Hong Kyoungtack’s large paintings from the Pen series feature colorful pencils and pens bursting forth like fireworks in all directions. The series showcases the smooth surfaces of densely packed pens and pencils, creating a sense of overwhelming pressure for the viewer.


Hong Kyoungtack, ‘Pens 3,’ 2001-2010, Oil on linen, 259 x 776 cm.

Colorful pencils and pens explode in all directions as if they were firecrackers. Hong Kyoungtack’s Pen series depicts magnified and vividly portrayed pencils and pens enlarged on a large canvas. When you look at it, it gives you a different overwhelming feeling, like seeing a huge flower made up of writing instruments in full bloom. While large-scale artworks have become more common recently, such pieces were undoubtedly striking during their initial unveiling in the 2000s.

The tightly clustered pens in Hong’s paintings are depicted with extreme realism. However, the absence of shadows between the objects gives it a strong sense of unreality. The surfaces of the objects seem to exude a smooth plastic texture when touched, yet they also evoke a matte sensation. Due to these characteristics, his paintings give the impression of both a painting and a design image.

Hong Kyoungtack is often categorized as a pop artist in Korea. Pop art emerged in the 1960s as a counterpoint to abstract expressionism, portraying popular images with conceptual ideas and social criticism. However, while Hong approached figurative still-life subjects in his own way, different from the abstract painting and installations that prevailed during his university days, it does not seem fitting to say that his works contain social criticism.


Hong Kyoungtack, ‘Pens-Anonymous,’ 2021, Oil on linen, 181 x 227 cm.

The artist delicately portrays pencils and pens with intricate brush strokes, capturing their colors and textures with uniform density and intensity. In the Pen series, each stationery item with different colors is depicted in a highly realistic manner. However, their unity also gives them an abstract feeling, and the image of the pencils and pens clustered together in a tightly packed group oscillates between the figurative and the abstract.

The artist himself labels his Pen works as expressionistic, viewing them as manifestations of his suppressed desires, sentiments, and thoughts.

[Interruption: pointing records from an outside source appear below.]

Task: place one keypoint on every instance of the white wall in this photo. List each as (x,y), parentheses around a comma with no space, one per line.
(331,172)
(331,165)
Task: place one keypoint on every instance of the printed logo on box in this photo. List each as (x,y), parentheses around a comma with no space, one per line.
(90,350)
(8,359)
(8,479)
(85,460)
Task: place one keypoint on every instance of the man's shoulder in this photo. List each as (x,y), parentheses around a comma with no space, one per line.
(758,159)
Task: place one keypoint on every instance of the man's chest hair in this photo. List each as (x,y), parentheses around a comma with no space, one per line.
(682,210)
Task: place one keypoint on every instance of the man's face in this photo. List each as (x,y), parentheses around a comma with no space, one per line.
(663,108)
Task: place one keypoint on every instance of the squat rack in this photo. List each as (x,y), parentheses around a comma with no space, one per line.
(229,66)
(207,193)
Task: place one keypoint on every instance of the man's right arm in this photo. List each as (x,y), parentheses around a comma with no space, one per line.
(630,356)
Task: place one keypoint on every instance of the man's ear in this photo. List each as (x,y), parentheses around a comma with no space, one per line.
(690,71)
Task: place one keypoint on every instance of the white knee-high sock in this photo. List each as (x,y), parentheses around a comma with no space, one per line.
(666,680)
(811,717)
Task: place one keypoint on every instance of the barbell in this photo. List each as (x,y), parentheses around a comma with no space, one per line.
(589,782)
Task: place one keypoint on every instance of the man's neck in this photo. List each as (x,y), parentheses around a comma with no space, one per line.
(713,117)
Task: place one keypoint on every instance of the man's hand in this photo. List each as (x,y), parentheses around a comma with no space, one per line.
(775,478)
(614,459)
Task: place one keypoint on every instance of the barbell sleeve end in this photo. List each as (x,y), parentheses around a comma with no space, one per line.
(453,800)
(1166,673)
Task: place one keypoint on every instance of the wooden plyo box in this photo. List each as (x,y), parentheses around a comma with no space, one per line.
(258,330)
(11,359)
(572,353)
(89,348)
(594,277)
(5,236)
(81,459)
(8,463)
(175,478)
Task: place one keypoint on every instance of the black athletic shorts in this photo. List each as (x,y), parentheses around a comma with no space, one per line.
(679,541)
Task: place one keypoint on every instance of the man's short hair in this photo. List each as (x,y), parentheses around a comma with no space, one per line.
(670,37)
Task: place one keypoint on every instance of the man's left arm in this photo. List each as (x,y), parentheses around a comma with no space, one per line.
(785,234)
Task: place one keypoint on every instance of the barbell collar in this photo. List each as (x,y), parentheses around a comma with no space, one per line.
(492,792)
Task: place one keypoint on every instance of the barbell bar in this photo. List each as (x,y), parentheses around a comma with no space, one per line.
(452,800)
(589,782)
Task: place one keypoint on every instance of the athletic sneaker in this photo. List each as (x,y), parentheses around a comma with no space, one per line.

While he draws upon familiar materials such as pencils and pens, he expresses the complex, interwoven elements of his inner self through color and form.
The pencils and pens, poised sharply as if ready to take flight, exude an aggressive and compulsive aura. The artist even likens these stationery items to bullets, which is why the paintings can sometimes feel intimidating. Their tightly packed and compulsive arrangement might seem stifling, yet they also resemble an impending explosion, suggesting both a sense of overwhelming pressure and anticipation of release just before detonation.

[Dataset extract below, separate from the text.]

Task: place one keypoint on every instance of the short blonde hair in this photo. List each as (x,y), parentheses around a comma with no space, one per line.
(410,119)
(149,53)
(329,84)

Hong Kyoungtack, ‘Pens,’ 2010, Oil on linen, 259 x 388 cm.

Everyday objects such as pens take on diverse shapes and forms due to the work of unknown designers. Skulls, dolls, animals, and character shapes—all have emerged through the hands of someone, yet the achievements of those individuals remain obscure and anonymous. These pens appear meticulously realistic, clean, smooth, and almost editorially precise, yet there is very little space between them. This is reminiscent of the struggle of various contemporary individuals striving for different goals within a city, much like a crowd of anonymous participants.

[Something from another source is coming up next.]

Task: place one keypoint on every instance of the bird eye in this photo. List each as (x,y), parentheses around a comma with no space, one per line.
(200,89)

The Pen series is a series of works that Hong began in 1994, a year before he graduated from university in 1995. The series saw its first public showcase in 2000 when he participated in an exhibition at Insa Art Space, one of the most significant alternative spaces in Korea in the 2000s. At the time, his Pen series garnered attention from viewers and received critical acclaim, including a review by Kim Young-na, who was the President of the Korean Association of Modern and Contemporary Art History and later became the 11th Director of the National Museum of Korea.

However, it was not until the works were sold overseas that they really drew attention in the Korean art world. When the Pen series was initially introduced, the Korean art market and collectors were not ready to embrace this new form of art. At that time, traditional subjects were still the primary focus of art purchases in Korea. 

Hong Kyoungtack, ‘Full of Love,’ 2012, Oil on linen, 130 x 162 cm.

However, this atmosphere began to change when Hong’s work appeared in Christie’s Hong Kong. In 2007, one painting from Hong’s Pen series was first auctioned at Christie’s Hong Kong and achieved a record-breaking price of 777.6 million KRW. Then, in May 2013, the same series fetched a winning bid of 960 million KRW at another Christie’s Hong Kong auction, setting the highest record for a Korean contemporary artwork in Christie’s auction history. Since then, Hong Kyoungtack has become a frequently discussed artist in the Korean art market.

The explosive and sharp energy conveyed by Hong Kyoungtack’s Pen series piqued the interest and curiosity of a vast audience. His works are now part of the collections of major Korean art institutions such as the National Museum of Modern and Contemporary Art, the Ilmin Museum of Art, and the Daelim Museum. Additionally, they are held by numerous collectors both in Korea and abroad.